In un colpo di scena elettrizzante nella saga in corso del famigerato scandalo Crashgate, l’ex pilota Ferrari Felipe Massa ha ottenuto una significativa vittoria legale che potrebbe rimodellare la storia della Formula 1. Dopo anni di silenzio e frustrazione, Massa sta tornando sotto i riflettori, determinato a riappropriarsi di ciò che crede sia giustamente suo: il titolo di Campione del Mondo 2008.
La stella del motorsport brasiliana ha recentemente trionfato in una sentenza preliminare della High Court di Londra, costringendo la FIA e la Formula One Management, guidata dal controverso Bernie Ecclestone, a farsi carico di parte delle spese legali associate alla sua battaglia. Questo è lontano dal premio finale, ma è un promettente primo passo in quella che si preannuncia essere una lunga e ardua lotta legale.
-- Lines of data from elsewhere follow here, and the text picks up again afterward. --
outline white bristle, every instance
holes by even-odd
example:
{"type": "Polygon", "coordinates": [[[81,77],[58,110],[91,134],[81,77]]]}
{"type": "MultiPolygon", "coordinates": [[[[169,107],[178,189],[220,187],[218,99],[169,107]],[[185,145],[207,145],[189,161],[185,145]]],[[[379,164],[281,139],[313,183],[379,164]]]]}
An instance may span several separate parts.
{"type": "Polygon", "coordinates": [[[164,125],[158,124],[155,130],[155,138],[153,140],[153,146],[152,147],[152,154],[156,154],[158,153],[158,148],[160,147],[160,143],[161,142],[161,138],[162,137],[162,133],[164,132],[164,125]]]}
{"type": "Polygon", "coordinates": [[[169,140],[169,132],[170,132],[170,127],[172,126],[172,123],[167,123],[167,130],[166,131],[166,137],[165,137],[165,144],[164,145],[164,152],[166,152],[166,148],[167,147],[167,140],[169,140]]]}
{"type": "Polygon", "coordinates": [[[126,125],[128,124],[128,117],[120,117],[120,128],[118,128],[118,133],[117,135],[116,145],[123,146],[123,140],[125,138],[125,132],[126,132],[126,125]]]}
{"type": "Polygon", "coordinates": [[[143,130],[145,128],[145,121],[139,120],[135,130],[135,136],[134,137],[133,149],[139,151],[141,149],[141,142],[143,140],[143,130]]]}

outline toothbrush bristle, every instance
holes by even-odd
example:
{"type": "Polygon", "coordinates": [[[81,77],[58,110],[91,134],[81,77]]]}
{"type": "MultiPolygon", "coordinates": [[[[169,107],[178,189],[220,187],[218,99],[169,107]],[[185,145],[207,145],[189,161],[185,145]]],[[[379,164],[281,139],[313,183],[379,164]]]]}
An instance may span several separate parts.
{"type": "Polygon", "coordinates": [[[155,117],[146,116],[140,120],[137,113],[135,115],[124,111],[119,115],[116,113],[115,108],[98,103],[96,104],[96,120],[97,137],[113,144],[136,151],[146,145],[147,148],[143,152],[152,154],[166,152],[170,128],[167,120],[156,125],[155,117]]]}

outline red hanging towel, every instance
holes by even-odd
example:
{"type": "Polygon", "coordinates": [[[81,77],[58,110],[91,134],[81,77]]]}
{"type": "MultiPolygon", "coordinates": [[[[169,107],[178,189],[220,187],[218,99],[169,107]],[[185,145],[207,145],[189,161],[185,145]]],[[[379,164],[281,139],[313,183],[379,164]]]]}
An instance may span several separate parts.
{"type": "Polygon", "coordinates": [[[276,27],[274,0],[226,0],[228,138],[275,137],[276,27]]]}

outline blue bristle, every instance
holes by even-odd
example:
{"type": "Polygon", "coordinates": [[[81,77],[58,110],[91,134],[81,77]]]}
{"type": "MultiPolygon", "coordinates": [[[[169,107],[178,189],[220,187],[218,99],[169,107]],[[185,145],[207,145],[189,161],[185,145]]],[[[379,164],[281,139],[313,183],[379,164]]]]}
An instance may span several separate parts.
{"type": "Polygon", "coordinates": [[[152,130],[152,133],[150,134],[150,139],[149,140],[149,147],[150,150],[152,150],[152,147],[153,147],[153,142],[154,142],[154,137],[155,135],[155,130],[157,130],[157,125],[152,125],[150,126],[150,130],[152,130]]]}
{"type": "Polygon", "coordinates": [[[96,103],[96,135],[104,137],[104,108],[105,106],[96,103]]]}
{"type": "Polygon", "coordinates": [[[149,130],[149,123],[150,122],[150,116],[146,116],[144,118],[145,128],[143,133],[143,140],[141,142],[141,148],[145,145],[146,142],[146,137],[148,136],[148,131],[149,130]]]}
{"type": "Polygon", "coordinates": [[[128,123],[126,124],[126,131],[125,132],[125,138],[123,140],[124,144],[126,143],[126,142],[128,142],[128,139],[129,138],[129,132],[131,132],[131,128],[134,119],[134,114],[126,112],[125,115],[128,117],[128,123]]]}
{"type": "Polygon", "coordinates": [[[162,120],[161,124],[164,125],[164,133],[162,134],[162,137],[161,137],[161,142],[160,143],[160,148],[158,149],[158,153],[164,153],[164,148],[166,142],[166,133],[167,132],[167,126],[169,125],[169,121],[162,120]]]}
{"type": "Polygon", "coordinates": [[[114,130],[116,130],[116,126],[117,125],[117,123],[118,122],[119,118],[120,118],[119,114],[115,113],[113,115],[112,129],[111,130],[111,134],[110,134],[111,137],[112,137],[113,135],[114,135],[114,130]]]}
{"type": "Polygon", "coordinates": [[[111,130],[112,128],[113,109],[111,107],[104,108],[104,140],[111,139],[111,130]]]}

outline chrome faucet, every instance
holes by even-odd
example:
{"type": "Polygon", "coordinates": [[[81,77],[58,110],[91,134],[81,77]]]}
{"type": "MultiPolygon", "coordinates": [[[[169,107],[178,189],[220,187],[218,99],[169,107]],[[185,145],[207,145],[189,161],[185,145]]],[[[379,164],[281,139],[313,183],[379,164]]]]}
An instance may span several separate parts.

In un’intervista esclusiva con Diario Sport, Massa ha rivelato la sua ambizione instancabile: “Voglio essere riconosciuto come il campione del 2008. Quello che mi è successo è ingiusto in qualsiasi sport.” Le sue dichiarazioni rispecchiano il sentimento che ha alimentato la sua passione per la giustizia: “Sapevamo che la gara di Singapore era truccata, ma lo abbiamo scoperto solo nel 2009. Purtroppo, le regole dell’epoca stabilivano che, una volta assegnato il titolo di campione del mondo, i risultati non potevano essere modificati a meno che non ci fosse un problema come il doping. Questo ci ha reso impotenti nel cercare giustizia in tribunale.”
Le poste in gioco sono monumentali. Le affermazioni di Massa si basano sulle rivelazioni fatte dallo stesso Bernie Ecclestone, che ha ammesso che la conoscenza dello scandalo era presente già nel 2008, ma non è stata avviata alcuna indagine. “A causa di una cospirazione, mi è stata negata la possibilità di combattere per il mio campionato,” ha affermato Massa con passione. “Se avessero aperto un’indagine nel 2008, la gara sarebbe stata annullata e io sarei diventato il campione.”
La lotta di Massa non è solo per se stesso, ma per l’integrità dello sport che ama. “Voglio dimostrare a Formula 1 e ai tifosi che questo non è il modo in cui dovrebbe essere lo sport. La vera competizione avviene quando la tua auto si rompe, o ti schianti, o perdi di un punto nell’ultima gara. Quello che è accaduto a Singapore non è stato sport. È stata una grossa ingiustizia,” ha dichiarato.
mentre si prepara per la prossima fase della sua battaglia legale, Massa è risoluto nella sua convinzione nella giustizia. “Credo veramente in ciò che è giusto. Ecco perché sto combattendo, anche con il peso finanziario di assumere avvocati,” ha confessato. La strada davanti è piena di sfide, ma per Massa, la lotta riguarda più di un semplice titolo; si tratta di ripristinare l’onore a uno sport che sente essere stato offuscato.
“La vittoria è essenziale,” ha sottolineato. “Sono completamente concentrato nel raggiungere giustizia per il 2008; è l’unica cosa che devo ancora ottenere.” Con le ruote legali ora in movimento, Felipe Massa non è solo un pilota del passato; è un uomo in missione, pronto a lanciarsi nella mischia e reclamare il suo posto legittimo negli annali della storia della Formula 1. La battaglia per la verità, e per il campionato, è appena iniziata.